I believe that we should define an XML vocabulary to describe queries. It must serve two purposes: to express queries to the grid and to data-services; to express possible queries to the user interface in order to get human intervention with the difficult cases.

The queries in the hypothetical language must be transformable into SQL at the data centres. For ease of use, they should also be transofrmable to ASU in the grid.

Priorities

The highest priorities as I see them are enabling queries according to brightness and colour or objects -- i.e. according to the spectral characteristics -- and making it easy to do good overplots of catalogue on images. These were the things most wanted in the portal experiment carried out at CASU in June to October 2001.

Wavelength/brightness domain

I think the quantities we most need to standardize are to do with spectrophotometry. I use "spectrophotometry" to cover SED measurements with both imaging and spectrographic instruments, and I believe that we need common representations for data from both classes of instrument.
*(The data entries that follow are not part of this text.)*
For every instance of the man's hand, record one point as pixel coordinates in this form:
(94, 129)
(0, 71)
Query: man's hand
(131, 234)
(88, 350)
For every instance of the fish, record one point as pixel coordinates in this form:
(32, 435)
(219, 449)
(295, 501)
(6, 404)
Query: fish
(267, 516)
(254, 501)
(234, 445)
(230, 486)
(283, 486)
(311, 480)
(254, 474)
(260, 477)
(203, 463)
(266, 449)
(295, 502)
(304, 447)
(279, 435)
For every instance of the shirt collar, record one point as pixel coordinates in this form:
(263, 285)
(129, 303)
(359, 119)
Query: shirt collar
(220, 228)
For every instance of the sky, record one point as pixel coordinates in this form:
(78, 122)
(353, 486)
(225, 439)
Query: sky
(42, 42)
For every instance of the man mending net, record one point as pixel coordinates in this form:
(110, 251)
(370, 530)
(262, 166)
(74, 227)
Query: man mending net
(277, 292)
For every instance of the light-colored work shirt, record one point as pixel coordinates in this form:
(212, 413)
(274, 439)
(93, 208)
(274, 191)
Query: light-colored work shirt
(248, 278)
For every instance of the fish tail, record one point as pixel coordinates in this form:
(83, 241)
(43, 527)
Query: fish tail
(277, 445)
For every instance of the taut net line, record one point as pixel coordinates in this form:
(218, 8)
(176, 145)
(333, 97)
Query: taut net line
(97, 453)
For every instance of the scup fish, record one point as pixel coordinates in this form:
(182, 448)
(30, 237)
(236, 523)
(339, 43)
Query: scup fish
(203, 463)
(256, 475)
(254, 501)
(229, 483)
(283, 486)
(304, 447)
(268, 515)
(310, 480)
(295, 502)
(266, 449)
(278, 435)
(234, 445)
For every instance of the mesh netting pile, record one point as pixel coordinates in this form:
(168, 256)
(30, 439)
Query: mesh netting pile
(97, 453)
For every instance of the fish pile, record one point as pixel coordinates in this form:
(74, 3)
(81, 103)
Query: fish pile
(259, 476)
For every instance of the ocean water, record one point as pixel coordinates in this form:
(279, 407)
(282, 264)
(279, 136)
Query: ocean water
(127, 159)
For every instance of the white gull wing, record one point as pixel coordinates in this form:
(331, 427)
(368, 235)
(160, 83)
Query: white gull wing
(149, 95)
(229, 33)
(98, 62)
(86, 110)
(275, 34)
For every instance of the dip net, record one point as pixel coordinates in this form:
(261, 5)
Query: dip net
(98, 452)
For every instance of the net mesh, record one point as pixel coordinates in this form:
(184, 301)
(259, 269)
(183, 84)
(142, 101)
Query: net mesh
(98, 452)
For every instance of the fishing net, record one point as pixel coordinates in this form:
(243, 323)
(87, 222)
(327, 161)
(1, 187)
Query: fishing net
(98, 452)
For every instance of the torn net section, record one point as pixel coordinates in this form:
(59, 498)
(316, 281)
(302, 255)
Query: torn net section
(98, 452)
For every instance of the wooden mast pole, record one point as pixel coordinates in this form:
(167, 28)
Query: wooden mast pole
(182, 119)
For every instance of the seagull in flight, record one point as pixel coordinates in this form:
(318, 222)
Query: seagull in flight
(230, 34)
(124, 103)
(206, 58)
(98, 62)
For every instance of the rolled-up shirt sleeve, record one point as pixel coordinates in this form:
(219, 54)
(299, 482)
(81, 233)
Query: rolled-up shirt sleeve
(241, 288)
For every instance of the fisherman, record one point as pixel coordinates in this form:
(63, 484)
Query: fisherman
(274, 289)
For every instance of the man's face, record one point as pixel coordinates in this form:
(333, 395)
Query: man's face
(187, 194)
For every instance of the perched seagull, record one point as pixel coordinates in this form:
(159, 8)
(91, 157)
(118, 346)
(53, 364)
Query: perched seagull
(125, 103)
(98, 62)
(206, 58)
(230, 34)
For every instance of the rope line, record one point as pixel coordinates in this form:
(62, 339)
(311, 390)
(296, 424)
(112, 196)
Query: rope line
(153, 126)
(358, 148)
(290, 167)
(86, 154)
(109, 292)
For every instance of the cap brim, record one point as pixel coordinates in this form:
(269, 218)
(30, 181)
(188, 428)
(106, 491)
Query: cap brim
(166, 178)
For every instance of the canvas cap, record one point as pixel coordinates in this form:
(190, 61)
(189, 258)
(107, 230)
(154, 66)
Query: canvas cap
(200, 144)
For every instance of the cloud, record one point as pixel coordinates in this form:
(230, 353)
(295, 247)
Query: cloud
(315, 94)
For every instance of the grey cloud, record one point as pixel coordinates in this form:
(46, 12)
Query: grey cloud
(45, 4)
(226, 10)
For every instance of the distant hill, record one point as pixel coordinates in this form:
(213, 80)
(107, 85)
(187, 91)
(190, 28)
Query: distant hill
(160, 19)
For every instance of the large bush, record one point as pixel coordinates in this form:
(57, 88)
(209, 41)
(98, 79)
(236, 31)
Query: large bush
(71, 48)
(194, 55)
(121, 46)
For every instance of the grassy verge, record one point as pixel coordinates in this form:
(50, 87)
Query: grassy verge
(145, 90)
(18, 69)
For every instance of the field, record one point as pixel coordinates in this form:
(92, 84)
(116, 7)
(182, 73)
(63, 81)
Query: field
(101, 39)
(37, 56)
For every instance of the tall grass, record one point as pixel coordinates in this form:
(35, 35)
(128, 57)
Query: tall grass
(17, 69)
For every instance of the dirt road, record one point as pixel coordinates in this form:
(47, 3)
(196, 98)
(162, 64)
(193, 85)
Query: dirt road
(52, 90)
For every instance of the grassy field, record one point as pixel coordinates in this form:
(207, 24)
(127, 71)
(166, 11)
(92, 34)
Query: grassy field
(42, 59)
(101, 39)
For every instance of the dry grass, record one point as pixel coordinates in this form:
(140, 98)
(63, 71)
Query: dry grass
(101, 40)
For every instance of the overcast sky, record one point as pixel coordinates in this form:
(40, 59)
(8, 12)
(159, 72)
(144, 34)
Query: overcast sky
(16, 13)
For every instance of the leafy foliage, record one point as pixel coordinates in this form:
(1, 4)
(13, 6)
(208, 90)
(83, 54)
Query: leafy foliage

We need a standard description of wavelength coverage. This will probably become part of the static description of data resources.

We need a way of transforming all spectrophotometry onto a common scale. Transforming everything to flux density is the obvious first step.

We need a standard description of the type of spectrophotometric data. Data that are true Sloan phtometry, say, need to be labeled as such so that they can be correctly transformed. Data that are derived measures (e.g. Sloan magnitudes synthesized from measured spectra) also need to be distinguished.

Position/size/shape domain

Celestial position is fairly well covered by existing convention. We need to add sufficient standard quantities to support overplotting of arbitrary data on images, as in Aladin, Gaia etc.

Where possible, the overplots should be drawn as ellipses. This means that we need standard quantities to give the position angle, ellipticity, and ellipse width. The width (or half-width or whatever) might not be a physical parameter of the object, but might be derived from magnitude.